Blattzellen mit grünen Punkten
Jeder grün fluoreszierende Punkt steht für eine Blattzelle, in der erfolgreich ein großer Genabschnitt ins Erbgut der Pflanze eingefügt wurde. Bild links: mit inaktiver Genschere Cas9, mit aktiver Cas9 (Mitte) und mit Cas9+einer Exonuklease (rechts). Tom Schreiber, IPB

Großer Fortschritt an der CRISPR-Front. Erstmals ist es gelungen, sehr effizient große Gen-Abschnitte stabil und präzise in die DNA von höheren Pflanzen einzubauen. Dafür haben Forschende des Leibniz-Instituts für Pflanzenbiochemie (IPB) die Gen-Editierungsmethode CRISPR/Cas optimiert, die gemeinhin als Genschere bekannt ist. Das verbesserte CRISPR-Verfahren bietet sowohl für die Züchtung als auch für die Wissenschaft großartige Möglichkeiten der gezielten Veränderung des Erbguts von höheren Pflanzen.

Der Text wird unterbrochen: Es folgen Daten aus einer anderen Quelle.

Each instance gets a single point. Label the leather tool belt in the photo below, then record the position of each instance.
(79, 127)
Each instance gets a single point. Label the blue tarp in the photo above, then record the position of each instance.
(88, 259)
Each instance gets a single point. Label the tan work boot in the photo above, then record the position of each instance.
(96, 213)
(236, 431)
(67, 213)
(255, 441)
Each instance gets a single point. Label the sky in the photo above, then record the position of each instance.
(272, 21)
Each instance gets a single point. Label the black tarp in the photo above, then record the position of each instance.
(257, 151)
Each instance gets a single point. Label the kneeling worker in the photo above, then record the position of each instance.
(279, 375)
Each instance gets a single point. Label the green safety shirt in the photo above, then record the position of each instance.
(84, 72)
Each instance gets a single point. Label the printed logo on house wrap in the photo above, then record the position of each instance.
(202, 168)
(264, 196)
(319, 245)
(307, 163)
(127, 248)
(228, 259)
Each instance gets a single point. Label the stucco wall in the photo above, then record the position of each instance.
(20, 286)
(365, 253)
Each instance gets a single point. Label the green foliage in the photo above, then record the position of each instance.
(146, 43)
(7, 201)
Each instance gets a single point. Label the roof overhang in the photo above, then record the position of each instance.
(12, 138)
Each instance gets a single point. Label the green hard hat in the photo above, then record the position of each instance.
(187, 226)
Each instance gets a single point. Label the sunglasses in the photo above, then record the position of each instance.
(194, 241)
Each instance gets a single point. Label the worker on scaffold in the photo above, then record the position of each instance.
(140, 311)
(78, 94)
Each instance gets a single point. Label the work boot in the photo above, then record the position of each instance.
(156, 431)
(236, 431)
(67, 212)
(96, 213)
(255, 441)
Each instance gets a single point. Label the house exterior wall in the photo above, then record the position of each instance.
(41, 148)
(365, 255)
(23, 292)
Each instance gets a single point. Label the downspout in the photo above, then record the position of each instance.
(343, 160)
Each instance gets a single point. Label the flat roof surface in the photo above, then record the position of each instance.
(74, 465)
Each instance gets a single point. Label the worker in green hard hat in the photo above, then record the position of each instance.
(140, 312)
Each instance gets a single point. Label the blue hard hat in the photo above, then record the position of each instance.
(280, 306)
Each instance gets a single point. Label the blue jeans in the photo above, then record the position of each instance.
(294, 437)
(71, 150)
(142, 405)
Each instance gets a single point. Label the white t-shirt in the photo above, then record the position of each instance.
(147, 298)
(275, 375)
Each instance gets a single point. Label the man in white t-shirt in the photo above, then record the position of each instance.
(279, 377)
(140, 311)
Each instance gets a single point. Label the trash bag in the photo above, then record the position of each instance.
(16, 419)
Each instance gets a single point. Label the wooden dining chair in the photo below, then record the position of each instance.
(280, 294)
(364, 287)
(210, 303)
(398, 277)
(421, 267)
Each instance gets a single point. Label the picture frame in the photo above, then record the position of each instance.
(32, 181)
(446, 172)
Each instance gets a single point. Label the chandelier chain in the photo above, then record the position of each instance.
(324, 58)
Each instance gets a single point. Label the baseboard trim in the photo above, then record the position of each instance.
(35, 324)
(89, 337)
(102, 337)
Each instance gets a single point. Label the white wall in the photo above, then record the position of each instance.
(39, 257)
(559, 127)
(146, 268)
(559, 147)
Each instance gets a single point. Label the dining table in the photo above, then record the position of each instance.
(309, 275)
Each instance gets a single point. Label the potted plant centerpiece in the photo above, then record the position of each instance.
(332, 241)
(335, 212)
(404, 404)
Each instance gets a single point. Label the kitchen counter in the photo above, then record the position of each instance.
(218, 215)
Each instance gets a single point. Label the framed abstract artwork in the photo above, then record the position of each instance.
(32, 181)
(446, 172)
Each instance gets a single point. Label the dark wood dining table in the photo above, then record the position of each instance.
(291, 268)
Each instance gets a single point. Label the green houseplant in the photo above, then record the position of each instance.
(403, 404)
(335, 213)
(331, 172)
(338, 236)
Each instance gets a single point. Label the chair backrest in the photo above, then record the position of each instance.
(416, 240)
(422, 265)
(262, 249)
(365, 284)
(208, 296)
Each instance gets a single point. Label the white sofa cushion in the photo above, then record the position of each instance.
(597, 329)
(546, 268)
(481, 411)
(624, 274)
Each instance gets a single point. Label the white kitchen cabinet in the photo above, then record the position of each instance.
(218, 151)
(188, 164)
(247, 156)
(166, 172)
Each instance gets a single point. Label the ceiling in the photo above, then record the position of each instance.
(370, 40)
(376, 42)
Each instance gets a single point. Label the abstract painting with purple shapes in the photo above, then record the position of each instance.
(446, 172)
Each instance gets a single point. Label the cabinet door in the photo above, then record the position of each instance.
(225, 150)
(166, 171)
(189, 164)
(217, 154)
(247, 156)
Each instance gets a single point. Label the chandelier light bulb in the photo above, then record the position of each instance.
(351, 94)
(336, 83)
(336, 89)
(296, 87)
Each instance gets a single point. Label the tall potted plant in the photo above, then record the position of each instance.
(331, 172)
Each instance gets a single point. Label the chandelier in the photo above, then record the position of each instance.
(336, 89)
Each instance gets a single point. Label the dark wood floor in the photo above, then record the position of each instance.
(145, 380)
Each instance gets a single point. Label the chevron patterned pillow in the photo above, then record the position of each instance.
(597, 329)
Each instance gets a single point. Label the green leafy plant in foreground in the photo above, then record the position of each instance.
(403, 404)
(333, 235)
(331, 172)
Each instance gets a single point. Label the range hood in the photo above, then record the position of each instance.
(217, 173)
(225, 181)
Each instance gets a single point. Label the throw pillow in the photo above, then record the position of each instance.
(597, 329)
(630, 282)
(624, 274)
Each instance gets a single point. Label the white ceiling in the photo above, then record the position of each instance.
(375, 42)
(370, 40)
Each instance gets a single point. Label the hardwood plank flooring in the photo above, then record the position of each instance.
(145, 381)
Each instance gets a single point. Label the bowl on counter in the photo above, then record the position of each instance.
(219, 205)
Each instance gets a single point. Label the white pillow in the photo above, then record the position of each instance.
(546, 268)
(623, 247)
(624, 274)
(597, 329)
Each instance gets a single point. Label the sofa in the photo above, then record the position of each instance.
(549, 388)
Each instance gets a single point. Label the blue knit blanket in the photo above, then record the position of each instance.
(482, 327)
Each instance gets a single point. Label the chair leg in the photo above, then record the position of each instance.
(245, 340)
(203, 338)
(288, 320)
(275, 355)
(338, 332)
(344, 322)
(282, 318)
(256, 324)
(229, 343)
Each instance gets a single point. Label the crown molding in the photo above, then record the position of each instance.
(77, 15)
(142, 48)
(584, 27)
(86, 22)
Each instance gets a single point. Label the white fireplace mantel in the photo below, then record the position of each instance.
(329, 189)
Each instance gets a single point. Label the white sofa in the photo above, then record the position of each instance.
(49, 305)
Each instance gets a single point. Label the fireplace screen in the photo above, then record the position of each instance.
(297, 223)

CRISPR/Cas ist ein Verfahren mit enormem Potential für die gezielte Veränderung von einzelnen Genen. Das gilt jedoch längst noch nicht für alle genetischen Umgestaltungen, die auf der Wunschliste von Züchtern und Wissenschaftlern stehen. Für ein Knock-Out von Genen, also das Ausschalten oder Entfernen von bereits vorhandenen Genen, eignet sich die Genschere hervorragend, nicht aber für ein punktgenaues Einfügen von Genen oder den Austausch von Genabschnitten. Für dieses gezielte Knock-In von Genen in das Erbgut von höheren Pflanzen ist die Genschere bisher zu ineffizient und deshalb nur bedingt geeignet.

„Der Grund dafür liegt in der pflanzeninternen Reparaturmaschine für DNA-Brüche“, sagt Dr. Tom Schreiber. Diese Reparaturenzyme sind sofort zur Stelle, sobald Schäden an der DNA auftreten. Sie erkennen auch die glatten Schnitte, die von der Genschere gesetzt werden, und fügen die beiden durchtrennten DNA-Stränge der Doppelhelix sofort wieder zusammen. Dieses Kitten der zerschnittenen DNA erfolgt sehr schnell und nicht sehr genau; es kommt zu kleineren Informationsverlusten, bei dem winzige DNA-Abschnitte verloren gehen oder auch hinzugefügt werden. „Diese Ungenauigkeiten sind bei Knock-Out-Vorhaben nicht schlimm und sogar erwünscht“, sagt Tom Schreiber, „denn ich will ja das Gen sowieso ausschalten. Aber wenn ich ein Gen einfügenwill, dann muss das sehr präzise geschehen. Die genetische Information muss exakt eingesetzt werden, es darf nicht ein Baustein fehlen und es darf auch kein einziger Baustein zusätzlich mit integriert werden, sonst verliert das Gen seine Funktion und der gesamte Versuch war umsonst.“

Aus diesem Grund ist ein solcher präziser und narbenfreier Einbau von größeren Genen oder DNA-Abschnitten mit CRISPR/Cas bisher nur in seltenen Einzelfällen geglückt. Um die Erfolgsquote beim Gen-Einbau zu erhöhen, haben die Hallenser Wissenschaftler die Genschere mit einem weiteren Enzym, einer sogenannten Exonuklease, versehen. Exonukleasen können die von der Genschere gesetzten DNA-Schnittstellen derart verändern, dass die zellinternen Reparaturenzyme den DNA-Schaden nicht mehr erkennen und ihn folglich nicht wieder zusammenkleben können. Der durch CRISPR/Cas einzubauende DNA-Abschnitt hätte demnach genügend Zeit, um sich – mit Hilfe eines weiteren und sehr präzisen zellulären Reparaturmechanismus - an der richtigen Stelle im Erbgut zu integrieren.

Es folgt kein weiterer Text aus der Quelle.